Author: Jim Frederickson
Publisher: Washington State University Press – 160 pages
Book Review by: Deekay Daulat

He used to hang around the Tacoma Union Station taking photos of oncoming trains. Barely a 10-year-old kid, Jim Frederickson had acquired a camera and a kit on converting film and developing them in into print photographs.

Born on December 19, 1926, his family was living through the depths of the Great Depression. His father was a longshoreman and a long labor strike in the early 1930s brought on tough times, with hardly enough money on hand for bare necessities such as food to live on.

Picking blackberries from vacant lots and selling them door-to-door enabled young Jim to earn money during the summer season, but what about the rest of the year? Peddling magazines was his answer.

But during those lean years when people were barely making enough income to live on, even parting with a nickel for an issue of Saturday Evening Post or a Ladies Home Journal was something they preferred not to do. That meant consuming a lot of shoe leather walking and ringing more doorbells for Jim, more than he expected to do.

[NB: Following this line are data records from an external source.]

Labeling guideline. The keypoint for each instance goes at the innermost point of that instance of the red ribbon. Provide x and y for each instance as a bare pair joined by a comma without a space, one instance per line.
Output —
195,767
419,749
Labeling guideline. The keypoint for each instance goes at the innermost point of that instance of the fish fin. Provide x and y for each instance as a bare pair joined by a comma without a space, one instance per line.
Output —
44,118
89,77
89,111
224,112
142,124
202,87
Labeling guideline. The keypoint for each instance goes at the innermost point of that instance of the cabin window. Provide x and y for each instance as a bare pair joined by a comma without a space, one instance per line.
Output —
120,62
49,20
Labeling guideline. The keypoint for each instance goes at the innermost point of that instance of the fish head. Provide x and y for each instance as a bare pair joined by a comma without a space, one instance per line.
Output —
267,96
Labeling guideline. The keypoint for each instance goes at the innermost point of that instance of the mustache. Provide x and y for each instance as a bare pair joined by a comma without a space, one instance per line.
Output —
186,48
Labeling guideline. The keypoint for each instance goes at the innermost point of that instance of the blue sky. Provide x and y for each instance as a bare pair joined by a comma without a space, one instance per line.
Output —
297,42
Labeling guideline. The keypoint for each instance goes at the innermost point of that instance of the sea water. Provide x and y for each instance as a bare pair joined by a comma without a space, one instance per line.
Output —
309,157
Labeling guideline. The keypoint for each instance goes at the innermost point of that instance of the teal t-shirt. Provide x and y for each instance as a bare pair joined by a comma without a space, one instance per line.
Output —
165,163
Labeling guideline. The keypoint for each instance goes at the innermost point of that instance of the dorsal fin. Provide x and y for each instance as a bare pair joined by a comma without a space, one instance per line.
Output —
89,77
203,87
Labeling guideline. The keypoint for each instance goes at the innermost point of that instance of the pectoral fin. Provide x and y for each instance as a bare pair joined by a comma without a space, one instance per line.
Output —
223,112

So what impelled him to keep selling magazines? It was the incentive to collect coupons and redeem prizes. One day, one of those coupons got him a small plastic camera. The rest is history. That little camera was the start of a career in railroads that spanned nearly four decades.

I’ll not tell you the rest of Jim Hendrickson’s story at this point. I suggest you get the book and read it. But get it for much more than his story. Get it for the beautiful, full-page detailed photographs of a large variety of locomotives reproduced in this extraordinary collection produced on high quality coated paper in horizontal format.

View the first photograph he took in 1936 at age 10 – of a Class A-2 locomotive on the North Coast Limited in Butte, Montana – when he was traveling east to visit his grandmother. It is so crisp and clear, even after nearly 80 years. Then see the next and the next.

Look at his most recent train photo – taken in 1974 – of an Amtrak 531 passing by Seattle’s Kingdome when the site was still under construction. And see all the prints in between. These are stunning, large photos with extraordinary detail of mostly coal-fired and steam-powered trains, of an era before diesel trains came into existence.

There are many, many trains shown in this 160-page book. What’s interesting is that the photographs do not merely have captions, but page-long detailed descriptions, historical backgrounds, and even personal comments on many of them, based on his long years of experience in the railroad industry. And they are written not just by a shutterbug but by true train buff.

Railroad Shutterbug – Jim Frederickson’s Northern Pacific is a lavish, visually oriented presentation and collection of superior photographs and a highly informative history of locomotives.